Auch Szondis politisches Engagement betrachtet sein Psychobiograph im Schatten der Unheilsgeschichte. Dessen Erinnerungen und die Aufmerksamkeit für Rechtsradikalismus und Antisemitismus hätten sich verbunden "zu einer existentiellen Fragilität, die sich eher in depressiven Schüben als in politischer Aktivität auswirkt, auch wenn Szondi dann in den Universitätsturbulenzen . . . mehr als einmal Position bezieht".

Komische Züge entdeckt der Interpret dagegen in Szondis Auseinandersetzung mit Emil Staiger. "Staigers Vorwurf an die Adresse Schlegels, die Barbarisierung der Literatur durch den hemmungslosen Subjektivismus", falle auf jenen zurück, habe Szondi "als indirekten Vorwurf gegen sich selbst" gelesen. Gleichwohl habe er durch "komplizierte Equilibristik seine Vorwürfe gegen Staiger abschwächen" wollen, während er ihn lustigerweise "faktisch noch vehementer angriff". Als wäre Szondi selbst die Verkörperung der dialektischen Struktur des Tragischen gewesen, billigt der Biograph seinem Opfer retrospektiv an keiner Stelle die Chance zu, seinem jüdischen wie seinem individuellen Schicksal zu entrinnen. Selbst der mögliche akademische Werdegang, "der nicht zustande gekommene Wechsel auf den Lehrstuhl Paul de Mans", hätte "seine eigene traurige Symbolkraft gehabt", hätte Szondi wie ein mythischer Bann mit verdrängter Nazi-Vergangenheit belastet.

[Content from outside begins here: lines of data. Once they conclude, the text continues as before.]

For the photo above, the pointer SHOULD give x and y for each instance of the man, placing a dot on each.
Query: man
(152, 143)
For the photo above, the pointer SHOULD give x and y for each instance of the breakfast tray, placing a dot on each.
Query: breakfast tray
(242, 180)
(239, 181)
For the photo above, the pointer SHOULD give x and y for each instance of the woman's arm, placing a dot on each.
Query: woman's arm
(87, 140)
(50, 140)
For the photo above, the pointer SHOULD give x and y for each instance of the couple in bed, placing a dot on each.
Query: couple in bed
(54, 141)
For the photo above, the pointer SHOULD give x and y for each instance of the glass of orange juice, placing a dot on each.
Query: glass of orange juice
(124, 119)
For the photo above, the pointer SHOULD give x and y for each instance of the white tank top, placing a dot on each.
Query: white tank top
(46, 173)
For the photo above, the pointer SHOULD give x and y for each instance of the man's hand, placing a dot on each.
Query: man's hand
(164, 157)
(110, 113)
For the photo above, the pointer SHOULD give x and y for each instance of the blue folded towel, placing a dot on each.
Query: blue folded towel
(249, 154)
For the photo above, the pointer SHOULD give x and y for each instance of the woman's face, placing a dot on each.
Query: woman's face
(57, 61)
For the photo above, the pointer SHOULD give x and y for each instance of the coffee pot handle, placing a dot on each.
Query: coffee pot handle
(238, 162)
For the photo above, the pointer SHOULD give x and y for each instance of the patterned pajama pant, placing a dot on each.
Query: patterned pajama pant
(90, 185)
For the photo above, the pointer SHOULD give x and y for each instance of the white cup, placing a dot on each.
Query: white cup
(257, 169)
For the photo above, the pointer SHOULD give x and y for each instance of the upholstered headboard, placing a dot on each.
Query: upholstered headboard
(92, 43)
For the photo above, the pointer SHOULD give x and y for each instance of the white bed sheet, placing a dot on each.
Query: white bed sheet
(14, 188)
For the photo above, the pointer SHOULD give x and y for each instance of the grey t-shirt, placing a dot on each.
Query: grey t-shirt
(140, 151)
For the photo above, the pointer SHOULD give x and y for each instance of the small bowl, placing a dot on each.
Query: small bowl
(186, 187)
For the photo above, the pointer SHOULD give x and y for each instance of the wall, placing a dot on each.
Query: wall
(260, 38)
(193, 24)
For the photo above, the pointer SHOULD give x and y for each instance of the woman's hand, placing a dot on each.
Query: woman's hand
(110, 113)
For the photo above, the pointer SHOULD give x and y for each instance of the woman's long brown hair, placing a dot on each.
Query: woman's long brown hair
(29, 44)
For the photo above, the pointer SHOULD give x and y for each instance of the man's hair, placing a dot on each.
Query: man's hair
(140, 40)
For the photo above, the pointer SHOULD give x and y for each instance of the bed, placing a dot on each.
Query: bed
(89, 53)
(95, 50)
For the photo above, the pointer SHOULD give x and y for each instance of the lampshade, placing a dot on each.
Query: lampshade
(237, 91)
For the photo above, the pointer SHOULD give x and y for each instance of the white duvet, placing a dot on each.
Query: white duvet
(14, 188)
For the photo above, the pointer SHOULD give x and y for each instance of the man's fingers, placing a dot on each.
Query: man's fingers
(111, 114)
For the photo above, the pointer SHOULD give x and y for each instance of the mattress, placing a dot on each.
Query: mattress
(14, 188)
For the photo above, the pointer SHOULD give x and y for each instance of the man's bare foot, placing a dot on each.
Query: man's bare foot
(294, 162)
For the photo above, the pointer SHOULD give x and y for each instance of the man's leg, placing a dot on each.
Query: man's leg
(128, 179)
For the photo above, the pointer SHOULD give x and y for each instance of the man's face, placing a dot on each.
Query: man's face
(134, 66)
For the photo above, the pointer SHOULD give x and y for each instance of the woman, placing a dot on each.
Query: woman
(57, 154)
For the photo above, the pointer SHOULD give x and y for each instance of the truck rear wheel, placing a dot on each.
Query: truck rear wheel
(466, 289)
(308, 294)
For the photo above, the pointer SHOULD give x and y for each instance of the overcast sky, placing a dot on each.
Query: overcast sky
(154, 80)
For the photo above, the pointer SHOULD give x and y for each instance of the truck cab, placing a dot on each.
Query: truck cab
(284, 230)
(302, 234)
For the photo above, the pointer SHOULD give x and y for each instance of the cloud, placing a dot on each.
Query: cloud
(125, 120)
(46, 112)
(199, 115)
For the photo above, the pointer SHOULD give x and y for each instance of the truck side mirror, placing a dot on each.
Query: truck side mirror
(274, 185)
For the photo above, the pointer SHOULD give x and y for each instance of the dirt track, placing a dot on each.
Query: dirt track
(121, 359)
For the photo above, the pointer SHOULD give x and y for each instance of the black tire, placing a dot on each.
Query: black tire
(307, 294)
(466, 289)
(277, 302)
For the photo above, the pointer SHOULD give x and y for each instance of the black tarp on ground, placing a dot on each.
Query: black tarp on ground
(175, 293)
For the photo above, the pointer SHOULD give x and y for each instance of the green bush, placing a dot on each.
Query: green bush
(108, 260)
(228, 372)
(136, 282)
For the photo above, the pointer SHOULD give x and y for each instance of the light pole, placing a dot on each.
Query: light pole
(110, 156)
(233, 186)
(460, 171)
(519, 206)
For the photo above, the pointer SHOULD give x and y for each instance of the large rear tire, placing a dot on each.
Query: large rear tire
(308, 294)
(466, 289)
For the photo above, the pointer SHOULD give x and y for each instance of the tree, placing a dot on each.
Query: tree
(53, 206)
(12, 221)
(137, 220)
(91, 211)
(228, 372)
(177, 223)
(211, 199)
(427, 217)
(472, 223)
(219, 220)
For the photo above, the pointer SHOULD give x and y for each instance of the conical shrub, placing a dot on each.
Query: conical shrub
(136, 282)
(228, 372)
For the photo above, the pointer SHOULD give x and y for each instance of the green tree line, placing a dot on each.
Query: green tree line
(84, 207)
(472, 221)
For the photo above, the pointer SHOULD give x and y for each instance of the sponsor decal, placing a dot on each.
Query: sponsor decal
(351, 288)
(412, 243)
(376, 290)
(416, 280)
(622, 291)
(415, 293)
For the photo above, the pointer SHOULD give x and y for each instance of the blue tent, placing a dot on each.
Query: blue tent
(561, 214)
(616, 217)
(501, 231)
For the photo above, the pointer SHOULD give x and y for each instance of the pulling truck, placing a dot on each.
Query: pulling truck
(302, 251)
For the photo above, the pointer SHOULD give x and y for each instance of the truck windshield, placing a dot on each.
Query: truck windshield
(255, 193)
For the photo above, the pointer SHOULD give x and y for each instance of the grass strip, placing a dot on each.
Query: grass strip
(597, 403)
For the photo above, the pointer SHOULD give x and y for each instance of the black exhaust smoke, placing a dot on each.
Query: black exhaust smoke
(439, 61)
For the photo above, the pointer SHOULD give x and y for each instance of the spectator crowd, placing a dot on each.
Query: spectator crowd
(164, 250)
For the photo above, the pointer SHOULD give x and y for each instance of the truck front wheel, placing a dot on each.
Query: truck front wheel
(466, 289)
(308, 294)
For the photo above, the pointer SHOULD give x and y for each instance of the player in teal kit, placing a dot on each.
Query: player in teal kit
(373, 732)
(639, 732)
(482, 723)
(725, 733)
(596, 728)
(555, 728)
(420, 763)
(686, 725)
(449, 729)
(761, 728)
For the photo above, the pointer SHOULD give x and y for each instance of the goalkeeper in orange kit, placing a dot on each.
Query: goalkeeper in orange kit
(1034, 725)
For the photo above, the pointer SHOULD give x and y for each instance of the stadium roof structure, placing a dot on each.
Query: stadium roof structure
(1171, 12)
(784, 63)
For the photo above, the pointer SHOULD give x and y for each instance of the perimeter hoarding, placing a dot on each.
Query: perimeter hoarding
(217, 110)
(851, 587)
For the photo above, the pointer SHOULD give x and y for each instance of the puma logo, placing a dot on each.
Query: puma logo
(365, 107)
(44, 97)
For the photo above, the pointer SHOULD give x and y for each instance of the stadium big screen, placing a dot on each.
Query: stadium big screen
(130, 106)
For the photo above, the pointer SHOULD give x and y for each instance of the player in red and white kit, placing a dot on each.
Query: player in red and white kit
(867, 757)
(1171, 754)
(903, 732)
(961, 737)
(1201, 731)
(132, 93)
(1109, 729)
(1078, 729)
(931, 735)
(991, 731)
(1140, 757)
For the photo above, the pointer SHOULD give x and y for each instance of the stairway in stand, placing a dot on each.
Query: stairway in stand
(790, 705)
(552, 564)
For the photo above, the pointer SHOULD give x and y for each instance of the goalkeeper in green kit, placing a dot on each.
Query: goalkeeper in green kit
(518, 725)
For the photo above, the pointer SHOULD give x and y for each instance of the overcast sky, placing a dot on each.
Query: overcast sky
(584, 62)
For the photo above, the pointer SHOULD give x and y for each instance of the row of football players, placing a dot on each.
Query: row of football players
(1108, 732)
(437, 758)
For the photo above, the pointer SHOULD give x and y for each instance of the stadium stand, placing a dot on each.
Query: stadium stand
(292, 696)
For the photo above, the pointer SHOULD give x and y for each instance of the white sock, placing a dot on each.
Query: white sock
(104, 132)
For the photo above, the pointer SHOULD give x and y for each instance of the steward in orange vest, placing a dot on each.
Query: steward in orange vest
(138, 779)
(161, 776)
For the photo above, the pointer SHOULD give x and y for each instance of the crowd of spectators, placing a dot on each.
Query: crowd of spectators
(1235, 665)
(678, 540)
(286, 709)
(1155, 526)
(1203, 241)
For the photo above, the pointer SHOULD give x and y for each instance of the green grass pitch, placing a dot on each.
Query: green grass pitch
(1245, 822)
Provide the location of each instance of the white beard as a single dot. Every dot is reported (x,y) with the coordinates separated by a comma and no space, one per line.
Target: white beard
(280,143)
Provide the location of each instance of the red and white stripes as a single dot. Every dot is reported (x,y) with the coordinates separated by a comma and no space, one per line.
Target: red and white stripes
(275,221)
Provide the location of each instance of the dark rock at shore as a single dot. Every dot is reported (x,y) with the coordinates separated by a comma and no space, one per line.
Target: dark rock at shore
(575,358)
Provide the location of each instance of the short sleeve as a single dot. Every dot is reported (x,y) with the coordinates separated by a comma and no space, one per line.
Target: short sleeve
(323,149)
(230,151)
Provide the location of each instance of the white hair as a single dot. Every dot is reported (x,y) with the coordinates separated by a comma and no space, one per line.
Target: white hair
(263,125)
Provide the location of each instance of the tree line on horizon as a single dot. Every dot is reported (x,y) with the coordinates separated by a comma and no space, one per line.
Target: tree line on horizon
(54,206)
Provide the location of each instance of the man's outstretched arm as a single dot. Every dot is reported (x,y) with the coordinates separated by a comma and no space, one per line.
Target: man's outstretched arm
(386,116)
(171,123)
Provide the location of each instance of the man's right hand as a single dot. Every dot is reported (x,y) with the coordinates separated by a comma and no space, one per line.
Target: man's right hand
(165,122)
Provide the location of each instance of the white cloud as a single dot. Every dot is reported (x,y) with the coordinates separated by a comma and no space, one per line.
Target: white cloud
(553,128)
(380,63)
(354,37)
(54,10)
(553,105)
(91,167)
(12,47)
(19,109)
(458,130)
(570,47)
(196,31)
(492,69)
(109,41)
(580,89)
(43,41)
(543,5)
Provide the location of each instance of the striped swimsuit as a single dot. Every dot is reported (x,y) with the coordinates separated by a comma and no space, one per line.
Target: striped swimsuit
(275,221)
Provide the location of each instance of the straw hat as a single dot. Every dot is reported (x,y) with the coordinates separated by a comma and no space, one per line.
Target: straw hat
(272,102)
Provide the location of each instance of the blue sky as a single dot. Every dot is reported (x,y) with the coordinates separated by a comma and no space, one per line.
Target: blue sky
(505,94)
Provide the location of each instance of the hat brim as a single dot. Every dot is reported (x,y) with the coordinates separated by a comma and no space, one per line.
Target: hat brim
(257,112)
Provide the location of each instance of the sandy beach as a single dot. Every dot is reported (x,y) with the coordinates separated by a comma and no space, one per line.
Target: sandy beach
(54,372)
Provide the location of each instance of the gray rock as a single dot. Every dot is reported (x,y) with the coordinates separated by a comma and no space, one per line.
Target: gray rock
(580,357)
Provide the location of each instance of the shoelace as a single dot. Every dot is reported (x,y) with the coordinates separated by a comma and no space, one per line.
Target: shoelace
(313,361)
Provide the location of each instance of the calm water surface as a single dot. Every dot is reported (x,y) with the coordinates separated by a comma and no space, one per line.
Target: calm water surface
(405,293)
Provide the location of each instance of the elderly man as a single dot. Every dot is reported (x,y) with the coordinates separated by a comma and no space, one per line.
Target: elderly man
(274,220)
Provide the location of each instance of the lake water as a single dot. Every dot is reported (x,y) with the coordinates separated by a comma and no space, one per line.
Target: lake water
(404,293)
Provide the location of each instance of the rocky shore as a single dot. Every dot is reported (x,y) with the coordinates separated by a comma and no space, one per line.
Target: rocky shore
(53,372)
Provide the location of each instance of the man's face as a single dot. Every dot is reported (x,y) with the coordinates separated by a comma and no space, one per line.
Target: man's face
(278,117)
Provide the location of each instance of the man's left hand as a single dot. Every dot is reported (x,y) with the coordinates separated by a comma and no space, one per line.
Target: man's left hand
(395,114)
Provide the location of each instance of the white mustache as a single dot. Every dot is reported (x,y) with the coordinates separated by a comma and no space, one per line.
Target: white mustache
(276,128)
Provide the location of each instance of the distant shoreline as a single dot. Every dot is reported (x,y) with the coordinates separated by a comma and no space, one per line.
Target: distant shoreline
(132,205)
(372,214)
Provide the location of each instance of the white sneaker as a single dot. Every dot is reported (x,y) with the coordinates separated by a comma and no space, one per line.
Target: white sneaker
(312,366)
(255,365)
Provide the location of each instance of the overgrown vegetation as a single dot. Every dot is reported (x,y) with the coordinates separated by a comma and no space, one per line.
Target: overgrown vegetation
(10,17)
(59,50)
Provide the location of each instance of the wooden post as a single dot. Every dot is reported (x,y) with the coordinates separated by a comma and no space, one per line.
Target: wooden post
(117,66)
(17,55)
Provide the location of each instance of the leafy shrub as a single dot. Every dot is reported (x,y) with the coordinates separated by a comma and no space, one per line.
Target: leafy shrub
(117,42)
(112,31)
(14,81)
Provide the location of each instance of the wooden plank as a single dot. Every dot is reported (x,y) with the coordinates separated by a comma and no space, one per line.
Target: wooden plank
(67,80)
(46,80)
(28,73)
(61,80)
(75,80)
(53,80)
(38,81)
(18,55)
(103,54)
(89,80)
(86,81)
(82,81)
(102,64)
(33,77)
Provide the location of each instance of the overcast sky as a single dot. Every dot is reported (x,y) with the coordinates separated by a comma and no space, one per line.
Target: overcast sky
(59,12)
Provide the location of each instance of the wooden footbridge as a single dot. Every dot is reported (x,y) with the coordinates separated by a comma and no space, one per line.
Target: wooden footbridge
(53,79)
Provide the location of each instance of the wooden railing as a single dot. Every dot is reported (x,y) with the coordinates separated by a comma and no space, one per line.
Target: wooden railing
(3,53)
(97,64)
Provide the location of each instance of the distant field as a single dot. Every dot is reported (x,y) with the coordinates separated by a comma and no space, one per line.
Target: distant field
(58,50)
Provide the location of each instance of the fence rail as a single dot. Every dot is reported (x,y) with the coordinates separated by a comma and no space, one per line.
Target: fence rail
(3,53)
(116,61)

Das entscheidende christologische Kunststück des Aufsatzes besteht nun darin, das selbstkonstruierte Scheitern Szondis zur "Aura" zu verklären, zu der "die Geste der Verschlossenheit, die Weigerung, sich ganz zu öffnen, sich auf die akademische Betriebsamkeit ganz und gar einzulassen", gehöre. So wird Szondi in merkwürdig gönnerhafter Anbetung zu einem elitären Widerständler und exemplarisch Leidenden erhöht, den "die Machtspiele an der Universität anödeten" und der den modischen "Auslegungsgewaltsamkeiten" heroisch die entsagungsvolle Philologie entgegensetzte, deren Ausübung ihm freilich tragisch mißriet. "So sind es denn auch weniger die literaturwissenschaftlichen Arbeiten, die Szondi aus heutiger Perspektive bemerkenswert machen. Es ist eher die Gebrochenheit der Figur, die Lauterkeit seiner Erscheinung und auch sein lebensgeschichtliches Scheitern, die sich in ihm zum Bild eines Gelehrten verbinden, das sich so deutlich und so sympathisch abhebt von jenen vermeintlichen Vater-Figuren des Faches, die sich zu Vorbildern stilisiert haben und die politischen Schattenseiten ihrer Biographien verdrängten, aber nichts ungeschehen machen konnten." Durzaks Festbeitrag ist allerdings selbst ein bemerkenswertes Dokument zur Pathologie einer "deutschen Wissenschaft".